Vou retomar a polémica da participação dos críticos gastronómicos no programa MasterChef não porque ache que ela em si valha a pena, mas sim porque suscitou comentários que me parecem mais interessantes e que têm a ver com a incompreensão de alguns profissionais de cozinha sobre as qualificações e o papel dos críticos. Desde já acho muito significativo que tenha sido o programa dos críticos o que causou uma polémica mais acesa, quer aqui no Mesa Marcada quer no Fórum da Revista de Vinhos. Significativo e sintomático.
Mas começo pelo início: só na quinta-feira passada consegui rever na Internet o programa em causa e desafio quem quer que seja a dizer onde é que o Miguel Pires, o Fernando Melo ou eu próprio errámos. Houve apenas um “deslize” do Fernando Melo quando falou de vinhos “verdes” e “maduros”. Conhecendo eu o Fernando Melo há bastantes anos e sabendo dos seus vastos conhecimentos na matéria, tenho a certeza de que houve apenas uma tentativa de se aproximar da linguagem mais comum e nunca ignorância. No Fórum da Revista de Vinhos entenderam fazer uma “tempestade num copo de vinho” com este detalhe, mas isso é para quem não tem muito mais que dizer para justificar apreciações infundadas.
Quanto ao programa em si, devo dizer que achei a produção especialmente feliz nas frases que seleccionou das nossas declarações para justificar as classificações dos pratos que provámos. Ficou claro que a Lígia tinha feito um prato simples e bom, que mereceu o nosso aplauso unânime, e que o Luís cozinhou muito bem, sobretudo no ponto perfeito que conseguiu para o peixe, mas que cometeu o erro de incluir endívia crua e amarga, que destoava completamente do conjunto. Ficou também patente que o prato da Sónia foi o que mais nos dividiu, com o Miguel Pires e o Fernando Melo a gostarem mais e eu a considerá-lo algo confuso, embora de bom nível (já agora, parece os “hipercríticos” do programa não repararam no erro da legenda do prato, que referia “ratatui”, num claro triunfo dos estúdios da Pixar…). Que o prato da Marta deixava muito a desejar em termos de apresentação e de ingredientes que “tapavam” o sabor do peixe, sobretudo no abuso de limão. Ficou também evidente que o simpático Rodrigo terá muito talento, mas que ali a coisa lhe correu mal, sobretudo por servir batatas quase cruas, e que o Mauro errou complemente no pesado acompanhamento de batatas gratinadas para um peixe delicado. Tudo isto foi confirmado pelos próprios concorrentes nas suas declarações no programa e, que eu saiba, ninguém se sentiu “injustiçado” por críticos que “não sabem nada”.

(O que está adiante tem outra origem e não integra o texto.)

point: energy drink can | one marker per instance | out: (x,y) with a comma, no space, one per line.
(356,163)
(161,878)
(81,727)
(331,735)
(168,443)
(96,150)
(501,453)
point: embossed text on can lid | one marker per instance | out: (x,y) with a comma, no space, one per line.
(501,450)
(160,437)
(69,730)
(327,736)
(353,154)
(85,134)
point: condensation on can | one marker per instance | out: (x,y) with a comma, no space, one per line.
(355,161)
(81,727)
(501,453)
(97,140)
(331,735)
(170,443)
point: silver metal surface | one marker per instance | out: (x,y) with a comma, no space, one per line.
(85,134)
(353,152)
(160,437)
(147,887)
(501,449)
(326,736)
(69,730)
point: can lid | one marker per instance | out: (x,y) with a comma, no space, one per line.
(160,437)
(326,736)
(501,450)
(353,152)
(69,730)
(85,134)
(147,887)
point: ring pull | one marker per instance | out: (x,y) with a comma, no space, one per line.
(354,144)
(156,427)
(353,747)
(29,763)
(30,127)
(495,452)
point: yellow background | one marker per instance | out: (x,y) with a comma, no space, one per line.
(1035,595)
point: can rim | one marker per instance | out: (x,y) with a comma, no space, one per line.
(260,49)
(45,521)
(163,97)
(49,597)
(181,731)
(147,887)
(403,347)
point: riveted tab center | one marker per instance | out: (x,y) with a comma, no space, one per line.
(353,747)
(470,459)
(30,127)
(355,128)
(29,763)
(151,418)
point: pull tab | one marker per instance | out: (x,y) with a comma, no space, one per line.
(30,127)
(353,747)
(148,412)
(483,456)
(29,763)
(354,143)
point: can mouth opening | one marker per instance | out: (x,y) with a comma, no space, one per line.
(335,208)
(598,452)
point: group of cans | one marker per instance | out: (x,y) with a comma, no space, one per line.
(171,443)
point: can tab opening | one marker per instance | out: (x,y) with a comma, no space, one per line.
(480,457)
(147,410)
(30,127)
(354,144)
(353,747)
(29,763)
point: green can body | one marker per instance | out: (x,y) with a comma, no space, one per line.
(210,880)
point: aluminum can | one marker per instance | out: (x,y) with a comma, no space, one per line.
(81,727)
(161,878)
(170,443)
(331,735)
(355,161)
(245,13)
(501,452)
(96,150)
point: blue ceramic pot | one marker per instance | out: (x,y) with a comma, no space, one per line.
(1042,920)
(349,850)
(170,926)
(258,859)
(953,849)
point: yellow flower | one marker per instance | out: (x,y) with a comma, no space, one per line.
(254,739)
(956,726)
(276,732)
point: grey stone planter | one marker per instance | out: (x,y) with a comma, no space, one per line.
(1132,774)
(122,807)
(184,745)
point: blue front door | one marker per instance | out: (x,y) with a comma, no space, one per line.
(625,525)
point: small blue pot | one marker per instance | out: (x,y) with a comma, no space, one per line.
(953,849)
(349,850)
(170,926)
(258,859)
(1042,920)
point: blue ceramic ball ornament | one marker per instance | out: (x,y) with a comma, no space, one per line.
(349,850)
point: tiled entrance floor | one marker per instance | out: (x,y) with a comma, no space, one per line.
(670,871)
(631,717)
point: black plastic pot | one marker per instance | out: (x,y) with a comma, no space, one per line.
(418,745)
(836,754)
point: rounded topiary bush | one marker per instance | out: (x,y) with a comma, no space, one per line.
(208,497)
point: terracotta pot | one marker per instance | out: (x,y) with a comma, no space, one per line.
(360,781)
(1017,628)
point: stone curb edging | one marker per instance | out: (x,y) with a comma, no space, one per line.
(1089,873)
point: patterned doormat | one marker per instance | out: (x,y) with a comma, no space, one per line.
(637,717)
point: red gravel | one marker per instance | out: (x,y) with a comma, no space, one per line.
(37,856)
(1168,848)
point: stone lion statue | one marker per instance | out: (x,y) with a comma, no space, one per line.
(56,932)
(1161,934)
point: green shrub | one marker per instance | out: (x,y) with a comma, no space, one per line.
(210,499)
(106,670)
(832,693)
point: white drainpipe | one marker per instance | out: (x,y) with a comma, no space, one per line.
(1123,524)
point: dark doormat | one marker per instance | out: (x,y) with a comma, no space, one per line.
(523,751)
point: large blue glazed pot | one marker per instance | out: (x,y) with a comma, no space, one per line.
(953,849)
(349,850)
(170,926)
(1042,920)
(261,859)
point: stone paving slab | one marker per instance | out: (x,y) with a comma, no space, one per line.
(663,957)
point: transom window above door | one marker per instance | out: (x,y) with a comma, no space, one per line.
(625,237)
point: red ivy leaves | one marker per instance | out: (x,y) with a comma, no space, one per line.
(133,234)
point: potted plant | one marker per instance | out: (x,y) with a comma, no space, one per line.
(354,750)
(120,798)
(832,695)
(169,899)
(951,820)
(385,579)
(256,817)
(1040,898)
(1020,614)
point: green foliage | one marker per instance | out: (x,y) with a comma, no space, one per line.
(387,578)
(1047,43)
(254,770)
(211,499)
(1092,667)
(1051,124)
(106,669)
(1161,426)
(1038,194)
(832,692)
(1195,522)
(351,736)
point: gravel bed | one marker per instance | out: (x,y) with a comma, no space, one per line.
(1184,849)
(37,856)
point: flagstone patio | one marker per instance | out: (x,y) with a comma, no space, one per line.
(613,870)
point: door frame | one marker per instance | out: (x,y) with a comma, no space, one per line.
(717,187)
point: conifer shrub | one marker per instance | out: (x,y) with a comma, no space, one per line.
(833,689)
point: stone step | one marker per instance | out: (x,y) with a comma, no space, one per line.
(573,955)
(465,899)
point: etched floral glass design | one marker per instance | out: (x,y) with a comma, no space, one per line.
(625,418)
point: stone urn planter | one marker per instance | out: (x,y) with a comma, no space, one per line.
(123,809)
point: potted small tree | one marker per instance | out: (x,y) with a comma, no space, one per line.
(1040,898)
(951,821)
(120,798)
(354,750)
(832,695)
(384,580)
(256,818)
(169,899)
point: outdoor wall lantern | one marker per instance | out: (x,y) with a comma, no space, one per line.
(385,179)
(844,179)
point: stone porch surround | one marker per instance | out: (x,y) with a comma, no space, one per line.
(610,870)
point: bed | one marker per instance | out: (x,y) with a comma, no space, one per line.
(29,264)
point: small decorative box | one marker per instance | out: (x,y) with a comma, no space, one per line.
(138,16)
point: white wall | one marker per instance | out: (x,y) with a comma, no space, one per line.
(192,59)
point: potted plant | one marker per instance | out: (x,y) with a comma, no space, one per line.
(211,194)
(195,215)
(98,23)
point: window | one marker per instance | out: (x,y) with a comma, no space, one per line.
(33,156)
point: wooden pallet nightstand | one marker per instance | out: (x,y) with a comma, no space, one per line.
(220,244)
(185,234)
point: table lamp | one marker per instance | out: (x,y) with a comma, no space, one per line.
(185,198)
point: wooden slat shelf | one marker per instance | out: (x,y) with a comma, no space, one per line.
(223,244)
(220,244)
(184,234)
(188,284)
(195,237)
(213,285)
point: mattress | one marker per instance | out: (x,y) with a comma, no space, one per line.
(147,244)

Poderia a produção ter dado mais espaço à nossa participação, nomeadamente na explicação de como avaliámos os pratos? Talvez. Eu certamente gostaria, assim como a minha família e amigos, de me ver (e ao Miguel e ao Fernando) mais tempo no ecrã, mas não sou realizador de televisão e não percebo nada de programas em canais generalistas nem de como agradar às audiências em horário nobre. Portanto, contento-me em verificar que tudo o que eu disse foi colocado no contexto adequado.
Felizmente, a nossa prestação e o próprio Masterchef têm sido apreciados por muita gente fora do círculo de “entendidos” que acharam por bem criticá-lo por tudo e por nada, como pude constatar no domingo seguinte à exibição do programa, no Mercado dos Sabores, do Continente, onde a apresentação dos concorrentes atraiu imenso público, muito mais do que o palco da RTP onde João Baião recebia vários convidados conhecidos….
Dito isto, cabe perguntar porque este programa provocou reacções tão agressivas? A resposta que consegui encontrar é simples. Para muita gente, quem “aparece na televisão” é “importante” e então num canal e num horário de grande audiência nem se fala. Esta ideia de “importância” é ainda mais ridícula quando se sabe da quantidade de canais televisivos que hoje existem, mas mesmo assim há quem não suporte ver outros serem “importantes”, sobretudo “entendidos” que julgam que eles é que deveriam estar lá ou então alguém por eles autorizado. Digo desde já que nenhum de nós os três fez qualquer empenho para participar, fomos convidados pela produção e achámos que poderíamos contribuir para o bom nível do programa, que tem três óptimos chefes no júri (Justa Nobre, José Cordeiro e Ljubomir Stanisic) e que já teve convidados como Luís Baena. Um esforço de qualidade que é de apoiar, quando se sabe que os produtores poderiam ter recorrido a chefes mais mediáticos, ainda que bem menos qualificados.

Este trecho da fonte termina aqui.